Meme si Ben-Eliezer declarait vouloir continuer sa politique de
demantelement, il y a chez les gens de droite le sentiment qu’Israel a
franchi un pas et que les colonies, quelles que soient leur forme, sont la
pour rester.

« Tout le monde sait que l’existence des colonies est irreversible », a dit le
ministre du Parti National Religieux Yitzhak Levy, en un echo ironique a la
formule, bien discreditee aujourd’hui des architectes d’Oslo, qui
qualifiaient souvent d’irreversible la serie de negociations cahotiques et
de mises en oeuvre deficientes qui ont caracterise les annees qui ont
precede le debut de l’intifada.

Des representants des colons plus moderes, pendant ce temps, travaillent a
empecher les extremistes de droite d’ebranler la legitimite que, d’une
maniere perverse mais profonde, les operations du Hamas et d’autres groupes
terroristes ont conferee au colons, qui sont maintenant percus comme
partageant avec les autres Israeliens, en egaux, un destin encore incertain.

Il est evident que, pour un Israel obsede par sa securite, rien ne peut etre
plus dommageable a laa legitimite nouvellement acquise des colons que la
perspective d’une confrontation avec l’armee, ou des manifestations de refus
de servir.

En consequence, les representants officiels des colons font tous les efforts
possibles pour dissuader les extremistes de mettre leurs menaces a execution
et d’occuper les avant-postes, envers et contre tout.

L’armee, de son cote, continue a s’opposer a toute forme de refus politique
de servir, mais a decide de jouer profil bas dans la perspective de
refuzniks de droite, comme elle le fait pour ceux de gauche, remarque Amos
Harel, correspondant militaire de Haaretz.

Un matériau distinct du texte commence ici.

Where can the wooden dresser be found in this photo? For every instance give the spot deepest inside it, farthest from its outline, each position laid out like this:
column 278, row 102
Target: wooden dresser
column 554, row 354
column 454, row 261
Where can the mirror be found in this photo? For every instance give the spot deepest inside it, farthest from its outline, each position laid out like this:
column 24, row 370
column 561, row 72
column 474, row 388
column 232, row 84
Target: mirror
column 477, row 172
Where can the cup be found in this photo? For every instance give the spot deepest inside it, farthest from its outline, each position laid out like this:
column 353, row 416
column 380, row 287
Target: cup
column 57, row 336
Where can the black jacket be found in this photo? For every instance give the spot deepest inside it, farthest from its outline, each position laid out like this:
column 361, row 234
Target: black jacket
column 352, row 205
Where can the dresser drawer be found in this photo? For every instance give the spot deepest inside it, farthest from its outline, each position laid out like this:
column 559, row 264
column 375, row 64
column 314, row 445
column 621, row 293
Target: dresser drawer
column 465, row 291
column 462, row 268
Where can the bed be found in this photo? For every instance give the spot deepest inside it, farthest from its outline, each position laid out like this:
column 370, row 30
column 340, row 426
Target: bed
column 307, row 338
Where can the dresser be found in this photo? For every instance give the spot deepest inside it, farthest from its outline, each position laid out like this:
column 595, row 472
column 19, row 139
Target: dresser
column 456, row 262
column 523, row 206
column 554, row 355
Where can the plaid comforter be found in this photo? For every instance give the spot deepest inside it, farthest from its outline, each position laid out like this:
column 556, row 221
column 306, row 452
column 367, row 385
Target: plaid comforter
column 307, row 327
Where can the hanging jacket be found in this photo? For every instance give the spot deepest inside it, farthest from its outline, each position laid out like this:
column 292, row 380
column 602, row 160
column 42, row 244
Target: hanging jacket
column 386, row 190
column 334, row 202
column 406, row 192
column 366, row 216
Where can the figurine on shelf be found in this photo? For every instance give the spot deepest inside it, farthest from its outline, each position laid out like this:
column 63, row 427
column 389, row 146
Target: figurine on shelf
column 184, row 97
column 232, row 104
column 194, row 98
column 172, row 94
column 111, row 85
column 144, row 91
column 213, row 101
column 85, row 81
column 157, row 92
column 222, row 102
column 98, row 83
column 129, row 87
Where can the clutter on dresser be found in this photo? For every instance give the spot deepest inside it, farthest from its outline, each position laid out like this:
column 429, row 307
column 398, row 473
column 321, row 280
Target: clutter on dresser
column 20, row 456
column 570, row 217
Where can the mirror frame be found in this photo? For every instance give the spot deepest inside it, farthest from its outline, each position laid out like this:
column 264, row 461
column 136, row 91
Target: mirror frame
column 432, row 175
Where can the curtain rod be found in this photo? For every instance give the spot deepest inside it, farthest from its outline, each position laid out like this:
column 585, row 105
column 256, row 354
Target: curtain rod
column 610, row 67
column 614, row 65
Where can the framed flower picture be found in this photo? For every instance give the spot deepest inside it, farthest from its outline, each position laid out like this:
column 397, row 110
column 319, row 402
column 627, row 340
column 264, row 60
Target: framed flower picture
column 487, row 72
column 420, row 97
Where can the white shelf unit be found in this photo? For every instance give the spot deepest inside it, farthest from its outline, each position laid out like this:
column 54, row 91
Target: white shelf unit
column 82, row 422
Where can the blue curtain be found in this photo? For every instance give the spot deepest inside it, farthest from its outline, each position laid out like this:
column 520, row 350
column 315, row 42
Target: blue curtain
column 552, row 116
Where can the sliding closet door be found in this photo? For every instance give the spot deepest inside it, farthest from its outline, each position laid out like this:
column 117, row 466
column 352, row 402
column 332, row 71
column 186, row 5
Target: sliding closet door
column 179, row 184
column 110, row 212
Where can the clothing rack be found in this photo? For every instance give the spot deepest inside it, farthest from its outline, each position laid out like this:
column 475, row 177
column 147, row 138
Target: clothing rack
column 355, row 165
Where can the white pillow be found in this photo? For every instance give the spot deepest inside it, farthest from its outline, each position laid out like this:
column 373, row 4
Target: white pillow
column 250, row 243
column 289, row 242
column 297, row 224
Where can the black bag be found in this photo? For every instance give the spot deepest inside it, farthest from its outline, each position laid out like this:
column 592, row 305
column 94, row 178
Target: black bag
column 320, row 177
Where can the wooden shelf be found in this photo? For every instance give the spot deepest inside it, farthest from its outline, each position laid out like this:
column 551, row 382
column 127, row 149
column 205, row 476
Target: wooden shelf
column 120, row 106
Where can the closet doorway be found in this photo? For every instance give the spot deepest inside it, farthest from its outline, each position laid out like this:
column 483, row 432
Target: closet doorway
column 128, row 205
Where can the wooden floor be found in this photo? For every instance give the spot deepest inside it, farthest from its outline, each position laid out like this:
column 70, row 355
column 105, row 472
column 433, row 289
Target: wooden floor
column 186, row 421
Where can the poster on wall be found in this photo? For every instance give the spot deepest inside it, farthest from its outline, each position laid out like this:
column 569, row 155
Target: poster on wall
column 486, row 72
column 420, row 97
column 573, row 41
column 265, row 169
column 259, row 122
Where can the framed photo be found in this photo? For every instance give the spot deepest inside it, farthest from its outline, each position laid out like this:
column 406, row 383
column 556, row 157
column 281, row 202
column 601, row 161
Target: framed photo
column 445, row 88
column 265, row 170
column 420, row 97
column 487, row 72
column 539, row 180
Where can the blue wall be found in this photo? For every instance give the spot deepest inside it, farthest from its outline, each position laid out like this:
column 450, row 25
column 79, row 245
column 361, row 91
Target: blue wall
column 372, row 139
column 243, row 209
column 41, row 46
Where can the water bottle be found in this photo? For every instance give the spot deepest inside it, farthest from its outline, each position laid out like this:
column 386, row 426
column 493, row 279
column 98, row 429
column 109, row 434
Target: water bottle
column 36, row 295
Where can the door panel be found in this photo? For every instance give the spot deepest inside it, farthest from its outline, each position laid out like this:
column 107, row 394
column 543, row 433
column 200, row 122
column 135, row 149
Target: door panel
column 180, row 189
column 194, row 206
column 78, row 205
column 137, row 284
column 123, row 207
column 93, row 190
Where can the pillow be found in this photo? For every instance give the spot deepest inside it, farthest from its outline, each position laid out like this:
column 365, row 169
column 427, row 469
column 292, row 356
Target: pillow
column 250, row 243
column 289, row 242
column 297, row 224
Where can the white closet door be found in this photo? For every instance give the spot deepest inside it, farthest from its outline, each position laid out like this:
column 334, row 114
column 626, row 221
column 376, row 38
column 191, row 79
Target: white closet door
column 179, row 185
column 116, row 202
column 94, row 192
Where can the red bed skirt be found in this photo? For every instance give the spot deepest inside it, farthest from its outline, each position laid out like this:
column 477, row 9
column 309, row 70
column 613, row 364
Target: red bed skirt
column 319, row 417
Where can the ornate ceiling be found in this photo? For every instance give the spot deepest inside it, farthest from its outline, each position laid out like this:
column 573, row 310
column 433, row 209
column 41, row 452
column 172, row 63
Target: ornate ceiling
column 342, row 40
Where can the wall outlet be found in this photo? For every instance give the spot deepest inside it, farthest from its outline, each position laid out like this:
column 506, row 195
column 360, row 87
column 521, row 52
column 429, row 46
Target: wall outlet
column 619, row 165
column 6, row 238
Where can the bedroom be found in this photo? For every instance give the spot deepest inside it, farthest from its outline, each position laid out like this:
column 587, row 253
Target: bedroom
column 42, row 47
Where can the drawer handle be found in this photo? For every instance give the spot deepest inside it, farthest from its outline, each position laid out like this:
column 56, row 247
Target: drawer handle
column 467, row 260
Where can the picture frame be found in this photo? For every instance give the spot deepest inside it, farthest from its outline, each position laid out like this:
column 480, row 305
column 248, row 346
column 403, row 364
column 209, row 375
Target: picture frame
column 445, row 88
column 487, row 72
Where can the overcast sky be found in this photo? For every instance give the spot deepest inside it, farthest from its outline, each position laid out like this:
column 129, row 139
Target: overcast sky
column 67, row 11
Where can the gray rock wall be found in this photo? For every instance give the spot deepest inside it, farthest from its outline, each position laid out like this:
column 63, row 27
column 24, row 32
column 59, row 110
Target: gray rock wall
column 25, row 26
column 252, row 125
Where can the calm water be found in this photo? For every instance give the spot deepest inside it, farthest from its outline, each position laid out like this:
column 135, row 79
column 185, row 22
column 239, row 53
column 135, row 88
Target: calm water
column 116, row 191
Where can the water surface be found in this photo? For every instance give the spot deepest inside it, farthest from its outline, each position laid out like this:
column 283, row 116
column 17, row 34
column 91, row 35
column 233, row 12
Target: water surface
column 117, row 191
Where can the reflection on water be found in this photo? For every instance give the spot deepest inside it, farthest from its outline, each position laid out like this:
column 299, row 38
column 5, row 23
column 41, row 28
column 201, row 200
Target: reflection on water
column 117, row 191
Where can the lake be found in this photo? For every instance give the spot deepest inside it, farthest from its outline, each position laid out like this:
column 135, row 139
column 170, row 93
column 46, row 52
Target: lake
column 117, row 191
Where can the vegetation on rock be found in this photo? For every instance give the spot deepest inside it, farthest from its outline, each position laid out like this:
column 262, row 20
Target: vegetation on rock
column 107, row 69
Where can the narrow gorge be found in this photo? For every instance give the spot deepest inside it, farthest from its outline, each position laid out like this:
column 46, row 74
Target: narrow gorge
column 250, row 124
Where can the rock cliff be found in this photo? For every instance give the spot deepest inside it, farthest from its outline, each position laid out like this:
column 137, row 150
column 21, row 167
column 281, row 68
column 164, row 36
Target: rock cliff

Selon des sources militaires, l’armee essaiera d’eviter un conflit direct et
bruyant avec les soldats qui demanderont a etre exemptes de la mission, avec
pour hypothese qu’il y aura tres peu de soldats de ce type, pour la plupart
des colons et des gens d’extreme-droite, et qu’ils prefereront trouver
d’autres solutions plutot que de finir en prison.

Pour les memes raisons, on ne confiera pas cette mission aux reservistes.
Selon Tsahal, les memes procedes ont ete utilises a l’egard des soldats qui
refusaient de servir dans les terriroires, et qui ont ete affectes a des
missions de garde dans leur base ou a d’autres missions non operationnelles.